Secondo l’interpretazione che la giurisprudenza ha dato all’art.6 del Dl 77/2010, le PA possono concedere contributi a soggetti terzi privati che svolgano attività legate all’interesse della collettività e del territorio
Stando all’articolo 6 del decreto legge 31 maggio 2010, n. 77 – recante “Misure urgenti in materia di stabilizzazione finanziaria e di competitività economica”, in G.U. 31 maggio 2010, n. 115 – “a decorrere dall’anno 2011 le amministrazioni pubbliche inserite nel conto economico consolidato della pubblica amministrazione, come individuate dall’Istituto nazionale di statistica (ISTAT) ai sensi del comma 3 dell’articolo 1 della legge 31 dicembre 2009, n. 196, incluse le autorità indipendenti, non possono effettuare spese per sponsorizzazioni”.
Si noterà facilmente come la valenza effettiva di tale divieto (che coinvolge tutte le amministrazioni pubbliche, non solo comuni, province, unioni di comuni) sia, tuttavia, piuttosto ambigua, non ponendo, la disposizione in oggetto, ulteriori condizioni, vincoli o facoltà.
A chiarirne la portata, sono intervenute, allora, la sezione di controllo della Corte dei conti per la Lombardia, tramite la deliberazione 1075/2010 in risposta a un comune pavese che, ragionevolmente, chiedeva dei chiarimenti in merito, e la Corte dei conti per la Puglia, con la deliberazione 163/2010.
Ciò che si apprende è che il divieto di “effettuare spese per sponsorizzazioni” non dovrebbe coinvolgere anche le concessioni di contributi a favore di associazioni private, di soggetti terzi che realizzino iniziative rientranti nei compiti del Comune, nell’interesse della collettività. Questo sulla base del principio di sussidiarietà orizzontale previsto dall’ultimo comma dell’articolo 118 della Costituzione: “Stato, Regioni, Città metropolitane, Province e Comuni favoriscono l’autonoma iniziativa dei cittadini, singoli e associati, per lo svolgimento di attività di interesse generale, sulla base del principio di sussidiarietà”. L’ambito applicativo del divieto riguarderebbe, invece, la sponsorizzazione come la si intende nel senso più comune, dunque quei contratti un po’ atipici, grazie ai quali una parte si assume l’obbligo, dietro un corrispettivo, di affiancare alla propria attività o ai propri prodotti il nome, il marchio o un qualsiasi altro segno distintivo dell’altra parte.
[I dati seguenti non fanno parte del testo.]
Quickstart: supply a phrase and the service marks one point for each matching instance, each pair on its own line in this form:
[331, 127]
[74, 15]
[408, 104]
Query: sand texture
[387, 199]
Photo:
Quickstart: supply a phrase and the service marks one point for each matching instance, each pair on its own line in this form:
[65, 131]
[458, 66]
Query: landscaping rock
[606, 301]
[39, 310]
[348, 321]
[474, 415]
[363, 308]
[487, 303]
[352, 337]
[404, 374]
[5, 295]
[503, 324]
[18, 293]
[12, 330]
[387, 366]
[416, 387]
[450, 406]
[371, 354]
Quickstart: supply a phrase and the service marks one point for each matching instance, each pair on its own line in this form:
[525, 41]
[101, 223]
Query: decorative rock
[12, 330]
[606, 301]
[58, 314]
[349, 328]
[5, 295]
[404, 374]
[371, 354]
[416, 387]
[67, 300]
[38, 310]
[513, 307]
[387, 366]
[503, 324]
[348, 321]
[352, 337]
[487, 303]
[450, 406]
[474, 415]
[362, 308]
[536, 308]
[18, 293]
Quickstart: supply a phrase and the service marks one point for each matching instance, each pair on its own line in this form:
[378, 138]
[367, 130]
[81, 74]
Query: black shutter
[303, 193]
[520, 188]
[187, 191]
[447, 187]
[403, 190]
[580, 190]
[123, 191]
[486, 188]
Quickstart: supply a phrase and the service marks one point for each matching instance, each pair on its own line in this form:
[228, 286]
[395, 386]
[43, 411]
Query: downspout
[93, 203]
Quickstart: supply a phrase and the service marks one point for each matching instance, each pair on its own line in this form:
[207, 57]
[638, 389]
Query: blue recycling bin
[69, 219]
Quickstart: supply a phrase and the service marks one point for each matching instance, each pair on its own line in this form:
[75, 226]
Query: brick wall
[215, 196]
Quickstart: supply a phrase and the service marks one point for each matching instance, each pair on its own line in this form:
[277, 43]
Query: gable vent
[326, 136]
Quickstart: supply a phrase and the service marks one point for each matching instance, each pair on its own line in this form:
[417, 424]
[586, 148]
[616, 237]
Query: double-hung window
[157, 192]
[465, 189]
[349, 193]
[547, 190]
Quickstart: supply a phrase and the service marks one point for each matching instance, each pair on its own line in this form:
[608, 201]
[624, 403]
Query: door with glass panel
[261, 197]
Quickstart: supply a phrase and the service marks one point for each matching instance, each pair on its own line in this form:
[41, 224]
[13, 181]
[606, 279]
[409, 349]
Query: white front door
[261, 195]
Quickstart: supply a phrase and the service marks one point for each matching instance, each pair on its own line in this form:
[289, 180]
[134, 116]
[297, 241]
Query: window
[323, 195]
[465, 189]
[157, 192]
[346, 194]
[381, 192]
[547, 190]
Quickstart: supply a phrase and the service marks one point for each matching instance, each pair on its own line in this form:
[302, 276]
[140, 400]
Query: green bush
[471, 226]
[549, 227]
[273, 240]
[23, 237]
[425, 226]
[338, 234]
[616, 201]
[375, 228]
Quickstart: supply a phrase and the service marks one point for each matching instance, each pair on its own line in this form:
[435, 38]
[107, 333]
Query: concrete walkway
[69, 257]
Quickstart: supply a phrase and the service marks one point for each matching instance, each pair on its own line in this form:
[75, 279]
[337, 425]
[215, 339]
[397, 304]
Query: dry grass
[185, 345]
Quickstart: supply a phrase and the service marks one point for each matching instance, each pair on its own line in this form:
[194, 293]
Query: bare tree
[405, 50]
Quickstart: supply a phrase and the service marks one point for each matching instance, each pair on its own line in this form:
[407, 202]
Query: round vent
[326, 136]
Il criterio principale per comprendere se una contribuzione da parte dell’amministrazione pubblica debba o non debba essere considerata “sponsorizzazione” è che il soggetto privato che ne è beneficiario svolga un’attività che rientri nelle competenze dell’ente pubblico, che realizzi istituzionalmente delle attività di valorizzazione del territorio; ad esempio le associazioni che erogano servizi pubblici a favore delle fasce più deboli della popolazione, oppure i singoli privati che intendano porre in essere piani di tutela dei diritti garantiti dalla Costituzione, come il fondamentale diritto allo studio.
Il provvedimento di concessione del contributo dovrà dare motivazione dell’esclusione di tale contributo dalla sfera semantica della “sponsorizzazione” e dovrà dare informazioni su come il servizio rispetterà i criteri di economicità, efficacia ed efficienza.
Altre due misure di riduzione dei costi per gli apparati amministrativi, contenute nel dl 78/2010, hanno necessitato una precisazione. In particolare, tramite la successiva deliberazione 1076/2010, i giudici contabili lombardi hanno sottolineato come il divieto di “effettuare spese per relazioni pubbliche, convegni, mostre, pubblicità e di rappresentanza, per un ammontare superiore al 20 per cento della spesa sostenuta nell’anno 2009 per le medesime finalità” (comma 8 dell’articolo 6) non si estenda agli oneri sostenuti per promuovere la conoscenza dell’esistenza e delle modalità di fruizione dei servizi pubblici da parte dei cittadini, come la realizzazione di manifesti riguardanti le attività culturali.
La seconda misura, prevista dal comma 14 dell’articolo 6, riguarda il divieto di “effettuare spese di ammontare superiore all’80 per cento della spesa sostenuta nell’anno 2009 per l’acquisto, la manutenzione, il noleggio e l’esercizio di autovetture, nonché per l’acquisto di buoni taxi”. Tale divieto ingloba, invece, tutte le spese collegate al “parco autovetture“, sia obbligatorie, sia facoltative, sia preventivabili, sia non.